Training Data Score: 0.9272463768115942
Testing Data Score: 0.9278887923544744


In [61]:
# Calculate the accuracy score by evaluating `y_test` vs. `testing_predictions`.
# Import the accuracy_score function
from sklearn.metrics import accuracy_score

# Calculate the model's accuracy on the test dataset
lr_acc_score = accuracy_score(y_test, testing_predictions)


In [62]:
# Display results
print(f"Accuracy Score of Logistic Regression Model: {lr_acc_score}")

Accuracy Score of Logistic Regression Model: 0.9278887923544744


## Create and Fit a Random Forest Classifier Model

Create a Random Forest Classifier model, fit it to the training data, make predictions with the testing data, and print the model's accuracy score.

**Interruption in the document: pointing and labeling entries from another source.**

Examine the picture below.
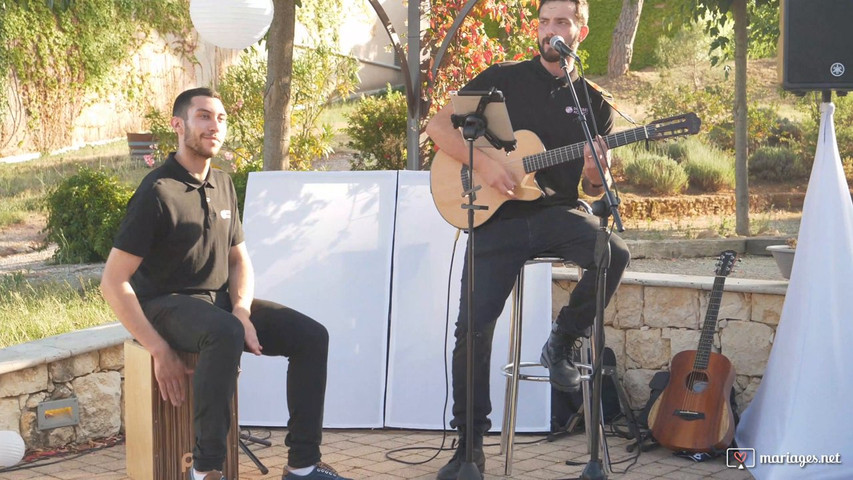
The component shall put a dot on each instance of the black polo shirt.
(183, 229)
(541, 103)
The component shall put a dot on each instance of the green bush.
(775, 164)
(658, 173)
(710, 171)
(843, 120)
(377, 128)
(84, 212)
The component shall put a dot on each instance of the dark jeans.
(204, 324)
(501, 247)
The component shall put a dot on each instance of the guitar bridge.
(689, 415)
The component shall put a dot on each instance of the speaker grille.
(816, 44)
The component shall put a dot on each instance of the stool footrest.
(507, 371)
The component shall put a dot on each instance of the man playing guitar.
(537, 99)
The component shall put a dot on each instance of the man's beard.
(552, 55)
(195, 144)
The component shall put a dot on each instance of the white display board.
(321, 243)
(423, 246)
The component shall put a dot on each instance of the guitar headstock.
(677, 126)
(726, 263)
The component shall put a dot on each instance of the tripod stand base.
(469, 471)
(264, 470)
(594, 470)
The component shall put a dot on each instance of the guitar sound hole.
(697, 382)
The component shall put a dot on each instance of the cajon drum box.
(160, 437)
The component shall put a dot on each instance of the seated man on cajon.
(179, 278)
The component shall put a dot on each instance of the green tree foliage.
(377, 128)
(60, 54)
(84, 212)
(762, 30)
(656, 172)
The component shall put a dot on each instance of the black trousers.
(501, 247)
(203, 324)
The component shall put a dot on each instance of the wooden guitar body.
(694, 413)
(447, 176)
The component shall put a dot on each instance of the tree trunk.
(277, 105)
(740, 113)
(622, 48)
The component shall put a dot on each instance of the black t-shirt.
(183, 229)
(541, 103)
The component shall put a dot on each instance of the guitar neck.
(571, 152)
(706, 340)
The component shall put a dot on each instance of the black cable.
(63, 457)
(440, 448)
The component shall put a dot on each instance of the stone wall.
(647, 325)
(96, 378)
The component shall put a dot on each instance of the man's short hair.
(185, 99)
(582, 8)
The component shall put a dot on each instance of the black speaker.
(816, 45)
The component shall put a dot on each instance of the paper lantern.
(11, 448)
(231, 23)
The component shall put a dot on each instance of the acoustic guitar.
(694, 413)
(449, 179)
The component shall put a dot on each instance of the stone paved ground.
(361, 454)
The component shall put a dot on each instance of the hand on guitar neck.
(510, 176)
(594, 184)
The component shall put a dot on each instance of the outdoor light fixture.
(231, 23)
(11, 448)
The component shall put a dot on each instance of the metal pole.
(414, 61)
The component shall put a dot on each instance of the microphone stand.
(602, 208)
(474, 125)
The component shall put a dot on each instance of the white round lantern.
(231, 23)
(11, 448)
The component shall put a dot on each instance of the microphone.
(558, 44)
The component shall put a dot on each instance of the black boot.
(557, 358)
(451, 470)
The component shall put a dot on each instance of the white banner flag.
(800, 423)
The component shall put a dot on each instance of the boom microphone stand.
(603, 208)
(474, 125)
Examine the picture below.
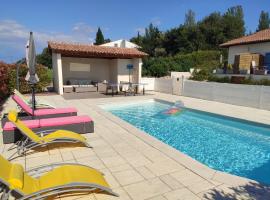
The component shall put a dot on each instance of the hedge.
(8, 79)
(4, 68)
(162, 66)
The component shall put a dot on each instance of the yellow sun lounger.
(72, 179)
(39, 104)
(33, 140)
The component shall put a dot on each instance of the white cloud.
(13, 37)
(140, 30)
(156, 21)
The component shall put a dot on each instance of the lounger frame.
(25, 145)
(15, 135)
(76, 187)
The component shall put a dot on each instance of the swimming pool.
(226, 144)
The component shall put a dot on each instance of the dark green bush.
(201, 75)
(162, 66)
(225, 79)
(4, 91)
(42, 72)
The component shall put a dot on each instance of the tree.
(137, 40)
(99, 37)
(190, 18)
(212, 31)
(151, 40)
(234, 24)
(45, 58)
(264, 21)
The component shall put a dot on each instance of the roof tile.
(261, 36)
(85, 50)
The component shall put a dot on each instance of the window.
(79, 67)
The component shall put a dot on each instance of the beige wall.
(111, 70)
(57, 73)
(99, 69)
(123, 73)
(261, 48)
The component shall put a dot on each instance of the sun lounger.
(39, 104)
(44, 113)
(79, 124)
(33, 140)
(72, 179)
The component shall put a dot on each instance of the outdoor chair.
(80, 124)
(39, 104)
(64, 179)
(33, 140)
(44, 113)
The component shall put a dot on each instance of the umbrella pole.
(33, 101)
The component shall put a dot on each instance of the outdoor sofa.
(79, 124)
(43, 113)
(80, 85)
(46, 182)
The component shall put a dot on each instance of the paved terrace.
(138, 166)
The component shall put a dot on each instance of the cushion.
(9, 126)
(60, 121)
(73, 82)
(16, 176)
(55, 111)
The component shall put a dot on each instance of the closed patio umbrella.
(31, 76)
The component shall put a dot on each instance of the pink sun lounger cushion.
(50, 122)
(42, 112)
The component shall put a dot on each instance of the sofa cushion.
(55, 111)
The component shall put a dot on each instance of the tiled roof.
(93, 51)
(261, 36)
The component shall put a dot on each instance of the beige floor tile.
(137, 160)
(145, 172)
(181, 194)
(122, 195)
(147, 189)
(120, 168)
(171, 182)
(186, 177)
(113, 161)
(128, 177)
(110, 178)
(164, 167)
(37, 161)
(157, 198)
(81, 153)
(102, 151)
(200, 186)
(66, 156)
(92, 161)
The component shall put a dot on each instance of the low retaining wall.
(243, 95)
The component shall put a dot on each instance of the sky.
(78, 20)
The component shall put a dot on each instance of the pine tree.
(234, 24)
(264, 21)
(190, 18)
(99, 37)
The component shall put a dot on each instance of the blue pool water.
(222, 143)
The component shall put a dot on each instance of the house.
(93, 63)
(258, 42)
(121, 43)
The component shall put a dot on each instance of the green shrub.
(201, 75)
(224, 79)
(43, 73)
(4, 91)
(162, 66)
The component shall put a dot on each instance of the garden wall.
(244, 95)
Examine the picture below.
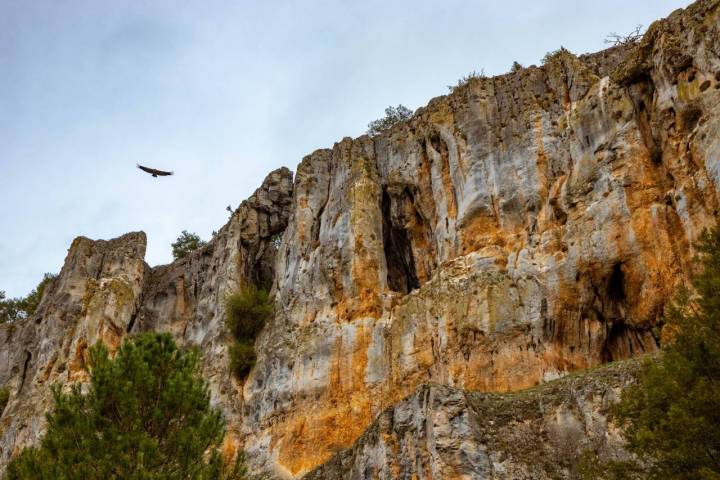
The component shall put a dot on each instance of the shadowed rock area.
(521, 228)
(443, 432)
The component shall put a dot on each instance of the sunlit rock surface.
(523, 227)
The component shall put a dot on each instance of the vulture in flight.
(155, 173)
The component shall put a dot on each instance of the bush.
(186, 243)
(616, 40)
(671, 417)
(247, 311)
(242, 358)
(146, 415)
(12, 309)
(467, 79)
(392, 117)
(245, 315)
(554, 55)
(4, 397)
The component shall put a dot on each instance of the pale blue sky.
(222, 92)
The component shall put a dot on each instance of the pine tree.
(672, 415)
(146, 415)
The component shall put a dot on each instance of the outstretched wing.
(154, 172)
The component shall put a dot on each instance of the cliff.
(523, 227)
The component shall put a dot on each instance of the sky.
(222, 92)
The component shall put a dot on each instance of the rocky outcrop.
(94, 298)
(518, 229)
(105, 291)
(443, 432)
(523, 227)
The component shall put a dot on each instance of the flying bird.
(155, 173)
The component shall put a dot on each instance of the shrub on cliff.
(146, 415)
(12, 309)
(186, 243)
(671, 417)
(392, 117)
(464, 80)
(245, 315)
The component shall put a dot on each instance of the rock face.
(518, 229)
(444, 432)
(106, 291)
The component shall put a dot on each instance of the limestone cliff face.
(105, 291)
(444, 432)
(520, 228)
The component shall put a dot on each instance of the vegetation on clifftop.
(393, 116)
(146, 415)
(12, 309)
(671, 418)
(186, 243)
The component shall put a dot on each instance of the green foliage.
(392, 117)
(4, 397)
(247, 311)
(12, 309)
(634, 36)
(146, 415)
(554, 55)
(671, 417)
(467, 79)
(246, 314)
(186, 243)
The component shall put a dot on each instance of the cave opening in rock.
(618, 344)
(401, 273)
(616, 284)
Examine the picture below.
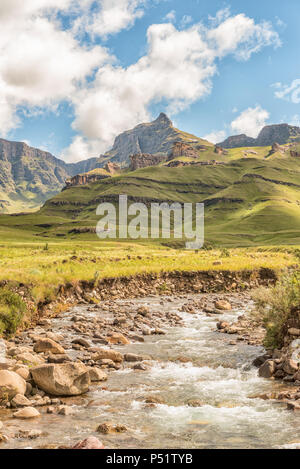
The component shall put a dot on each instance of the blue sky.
(217, 68)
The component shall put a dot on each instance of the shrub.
(276, 306)
(12, 309)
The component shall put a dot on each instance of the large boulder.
(108, 354)
(67, 379)
(290, 366)
(48, 345)
(223, 305)
(267, 370)
(11, 384)
(89, 443)
(27, 413)
(96, 374)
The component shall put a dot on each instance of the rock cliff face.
(156, 137)
(29, 176)
(183, 149)
(281, 134)
(143, 160)
(82, 179)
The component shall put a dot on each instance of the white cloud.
(295, 120)
(110, 17)
(250, 121)
(216, 136)
(40, 64)
(241, 36)
(171, 16)
(288, 92)
(187, 19)
(178, 68)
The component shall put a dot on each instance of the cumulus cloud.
(250, 121)
(288, 92)
(110, 17)
(295, 120)
(178, 67)
(242, 37)
(216, 136)
(40, 64)
(44, 62)
(171, 16)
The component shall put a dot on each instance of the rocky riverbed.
(165, 372)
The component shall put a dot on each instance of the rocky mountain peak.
(164, 120)
(279, 133)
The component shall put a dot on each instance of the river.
(190, 362)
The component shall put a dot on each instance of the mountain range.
(29, 176)
(281, 134)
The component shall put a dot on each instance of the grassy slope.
(248, 201)
(45, 267)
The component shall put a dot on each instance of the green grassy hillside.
(248, 201)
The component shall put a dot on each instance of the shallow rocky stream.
(190, 362)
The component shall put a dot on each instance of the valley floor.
(45, 267)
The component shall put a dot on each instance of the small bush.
(225, 253)
(276, 306)
(12, 309)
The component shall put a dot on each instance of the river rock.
(27, 413)
(131, 357)
(108, 429)
(96, 374)
(290, 366)
(11, 384)
(83, 342)
(293, 406)
(267, 369)
(223, 305)
(89, 443)
(23, 372)
(108, 354)
(118, 339)
(65, 410)
(67, 379)
(48, 345)
(30, 359)
(194, 403)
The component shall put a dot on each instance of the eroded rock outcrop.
(143, 160)
(280, 133)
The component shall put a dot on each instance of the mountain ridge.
(29, 176)
(270, 134)
(154, 137)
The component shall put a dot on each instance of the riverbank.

You may choose any starting settings you like. 

In [63]:
# Train a Random Forest Classifier model and print the model score
from sklearn.ensemble import RandomForestClassifier


In [64]:
# Make and save testing predictions with the saved logistic regression model using the test data
# Train the Random Forest model
rf_model = RandomForestClassifier(random_state=1, n_estimators=500)
rf_model = rf_model.fit(X_train_scaled, y_train)

# Review the predictions
# Make predictions using the testing data
rf_test_predictions = rf_model.predict(X_test_scaled)
rf_test_predictions

array([1, 0, 1, ..., 0, 0, 0], dtype=int64)

In [65]:
# Evaluate the model
print(f'Training Score: {rf_model.score(X_train_scaled, y_train)}')
print(f'Testing Score: {rf_model.score(X_test_scaled, y_test)}')


Training Score: 0.9994202898550725
Testing Score: 0.9574283231972198


In [66]:
# Calculate the accuracy score by evaluating `y_test` vs. `testing_predictions`.
acc_score = accuracy_score(y_test, rf_test_predictions)

In [67]:
# Display results
print(f"Accuracy Score of Random Forest Model: {acc_score}")

Accuracy Score of Random Forest Model: 0.9574283231972198


## Evaluate the Models

Which model performed better? How does that compare to your prediction? Write down your results and thoughts in the following markdown cell.

I had predicted that Random Forest Model will predict better than Logistic Regression Model. 
Random Forest Model performed better with an accuracy score of 0.9574 (or approximately 95.74%) indicating that the Random Forest model is correctly classifying about 95.74% of the emails as spam or non-spam. This suggests that the model is able to effectively distinguish between spam and legitimate emails.

Logistic Regression Model also performed well with an accuracy score of 0.9279 (or approximately 92.79%) although slightly less accurate than the Random Forest model (0.9574). I didn't expect such high accuracy scores for Logistic Regression Model. 

Logistic Regression is a simpler model compared to Random Forest, and it's impressive that it's still able to achieve an accuracy score above 92%. This suggests that the underlying relationships in the data are somewhat linear, and the Logistic Regression model is able to capture some of these relationships.
However, the slightly lower accuracy score compared to Random Forest suggests that the data may have some non-linear relationships or interactions that Logistic Regression is not able to capture. Random Forest, with its ability to handle non-linear relationships and interactions, is able to perform slightly better.

Still, an accuracy score of 0.9279 is a great result, and the Logistic Regression model can still be a viable option depending on the specific requirements and constraints of using the above dataset in any project.